I have estimated how the mode profile of the PRM reflection should be, as shown in the plot blow.

A conclusion here is :

   we should be able to constrain the PRM curvature situation if measurements are precise and accurate enough with a level of less than ~ 100 um

 

In the calculation two cases are considered :

      (1) PRM has the correct curvature of  +122 m. This is shown as solid curves in the plot.

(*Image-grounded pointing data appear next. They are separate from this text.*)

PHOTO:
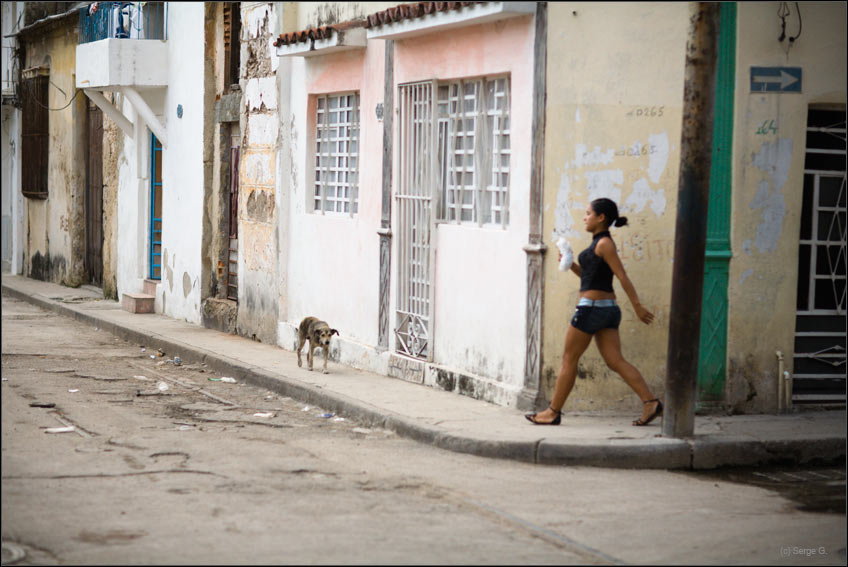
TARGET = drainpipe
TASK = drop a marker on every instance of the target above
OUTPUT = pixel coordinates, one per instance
(690, 236)
(780, 386)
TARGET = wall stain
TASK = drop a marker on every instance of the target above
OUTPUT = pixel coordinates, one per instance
(260, 206)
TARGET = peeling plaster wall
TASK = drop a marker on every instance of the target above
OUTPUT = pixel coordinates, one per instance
(113, 142)
(54, 244)
(259, 292)
(768, 189)
(614, 104)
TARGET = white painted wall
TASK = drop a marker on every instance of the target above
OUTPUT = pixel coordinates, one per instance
(12, 200)
(480, 272)
(333, 259)
(182, 173)
(178, 294)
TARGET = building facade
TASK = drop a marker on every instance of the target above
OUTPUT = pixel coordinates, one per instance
(403, 171)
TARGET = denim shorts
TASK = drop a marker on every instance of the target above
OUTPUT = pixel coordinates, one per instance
(593, 316)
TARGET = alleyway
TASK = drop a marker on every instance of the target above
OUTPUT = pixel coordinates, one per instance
(169, 464)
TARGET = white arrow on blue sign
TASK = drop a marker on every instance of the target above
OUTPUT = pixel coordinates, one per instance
(776, 79)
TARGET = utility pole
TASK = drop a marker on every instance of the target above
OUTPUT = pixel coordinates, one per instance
(690, 235)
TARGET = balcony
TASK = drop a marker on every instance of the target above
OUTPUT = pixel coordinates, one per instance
(122, 44)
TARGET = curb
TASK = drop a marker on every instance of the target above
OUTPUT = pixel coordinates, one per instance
(701, 452)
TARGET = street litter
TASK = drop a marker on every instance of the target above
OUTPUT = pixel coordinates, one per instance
(69, 429)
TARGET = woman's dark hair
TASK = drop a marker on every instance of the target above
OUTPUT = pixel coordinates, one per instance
(609, 209)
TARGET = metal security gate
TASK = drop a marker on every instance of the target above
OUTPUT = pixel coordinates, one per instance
(415, 218)
(819, 363)
(155, 228)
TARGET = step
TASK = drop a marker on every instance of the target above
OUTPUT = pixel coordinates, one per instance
(137, 302)
(150, 287)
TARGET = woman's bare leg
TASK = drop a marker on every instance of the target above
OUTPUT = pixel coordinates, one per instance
(576, 343)
(609, 345)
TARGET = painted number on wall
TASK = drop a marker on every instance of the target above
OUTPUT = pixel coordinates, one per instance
(767, 127)
(637, 150)
(646, 111)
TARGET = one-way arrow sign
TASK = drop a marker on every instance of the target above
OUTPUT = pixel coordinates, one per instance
(776, 79)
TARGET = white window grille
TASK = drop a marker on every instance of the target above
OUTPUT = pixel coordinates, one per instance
(337, 153)
(819, 358)
(474, 149)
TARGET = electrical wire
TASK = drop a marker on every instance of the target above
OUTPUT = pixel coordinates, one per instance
(782, 13)
(38, 102)
(800, 24)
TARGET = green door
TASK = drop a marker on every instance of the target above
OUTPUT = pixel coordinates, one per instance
(712, 353)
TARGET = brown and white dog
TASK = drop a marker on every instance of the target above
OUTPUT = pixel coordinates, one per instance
(318, 334)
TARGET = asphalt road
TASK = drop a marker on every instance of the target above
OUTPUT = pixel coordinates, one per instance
(111, 454)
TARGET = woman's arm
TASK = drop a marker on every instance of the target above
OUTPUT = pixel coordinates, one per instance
(606, 250)
(575, 267)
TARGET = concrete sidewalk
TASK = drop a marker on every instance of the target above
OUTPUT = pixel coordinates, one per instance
(452, 421)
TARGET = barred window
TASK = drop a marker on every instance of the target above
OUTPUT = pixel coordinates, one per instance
(35, 136)
(474, 150)
(337, 154)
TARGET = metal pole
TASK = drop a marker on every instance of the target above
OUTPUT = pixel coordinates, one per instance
(691, 227)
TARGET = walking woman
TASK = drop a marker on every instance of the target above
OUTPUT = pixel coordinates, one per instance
(598, 316)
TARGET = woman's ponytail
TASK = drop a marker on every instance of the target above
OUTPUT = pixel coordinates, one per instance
(608, 208)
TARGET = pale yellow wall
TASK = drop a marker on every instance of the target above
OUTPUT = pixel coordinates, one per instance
(53, 224)
(604, 60)
(614, 88)
(767, 198)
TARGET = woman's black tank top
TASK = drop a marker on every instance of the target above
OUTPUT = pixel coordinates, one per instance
(594, 272)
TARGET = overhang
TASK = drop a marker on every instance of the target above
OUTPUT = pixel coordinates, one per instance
(322, 40)
(410, 20)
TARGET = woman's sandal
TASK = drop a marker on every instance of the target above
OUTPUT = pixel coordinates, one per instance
(531, 417)
(653, 416)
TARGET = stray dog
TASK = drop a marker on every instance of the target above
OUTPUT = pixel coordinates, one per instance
(318, 334)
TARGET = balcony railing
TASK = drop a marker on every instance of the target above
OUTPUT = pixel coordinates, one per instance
(130, 20)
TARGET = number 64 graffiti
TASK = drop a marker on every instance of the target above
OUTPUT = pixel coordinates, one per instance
(767, 127)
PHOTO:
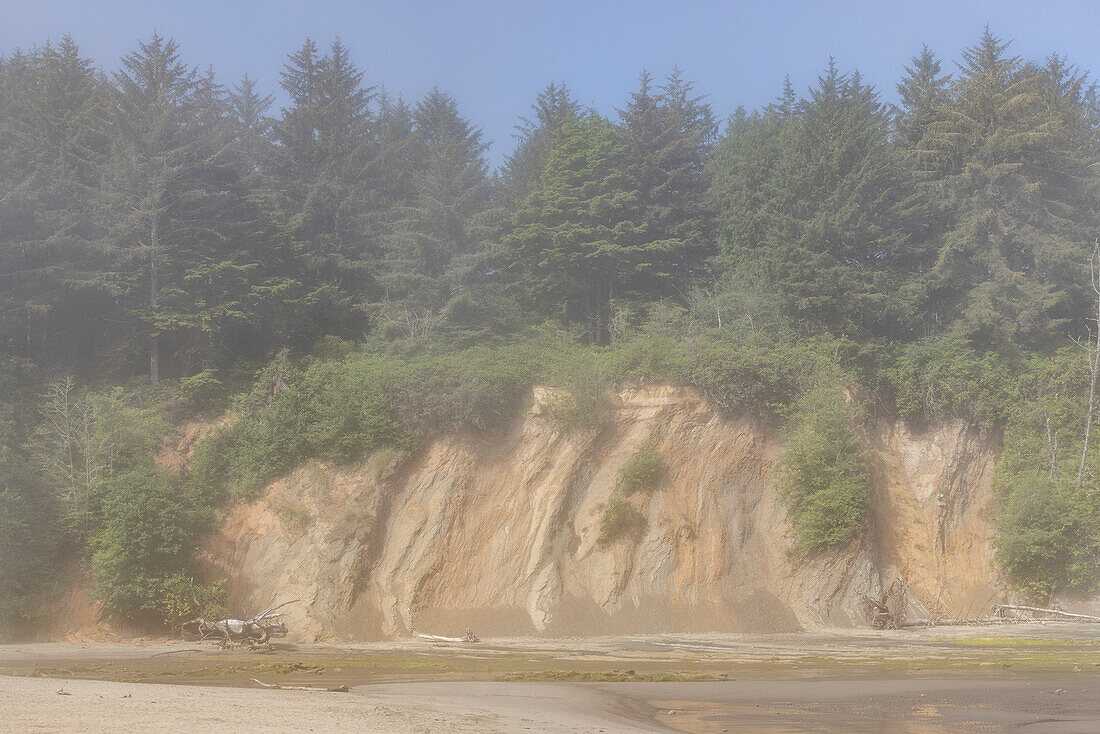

      (2) PRM has a wrong curvature of - 122 m (mirror is flipped) This is shown as dashed curves in the plot. 

expected_edit.png

The plot above shows beam radii of the PRM reflections for vertical and horizontal profiles in each case.
The x-axis is distance from PRM in meter and the y-axis is the beam radii in mm.
As for the initial beam parameter, I used the measured values (see the wiki), which are that of after the beam exits from the mode matching telescope and before it goes to PRM.
 
(1) If PRM has the correct curvature, the reflection after it passes MMT1 will have ~ 1.6 mm beam radii.
This is intuitively correct because the beam profiles should match to that of the MC exiting beam  (see the wiki), which has waist size of 1.5 - 1.6 mm if everything is perfect.
(2) When PRM is flipped, the beam starts converging at the beginning as PRM act as a convex mirror, resulting in smaller beam sizes after it comes out from the telescope.
Roughly speaking the waist sizes will be different by ~ 5 mm between those two cases, so our measurement should be more precise and accurate than this number.

Note:

 I have omitted the effect from the PRM thickness. Therefore PRM is dealt as just a curved reflector with RoC of +/- 122 m in the calculation.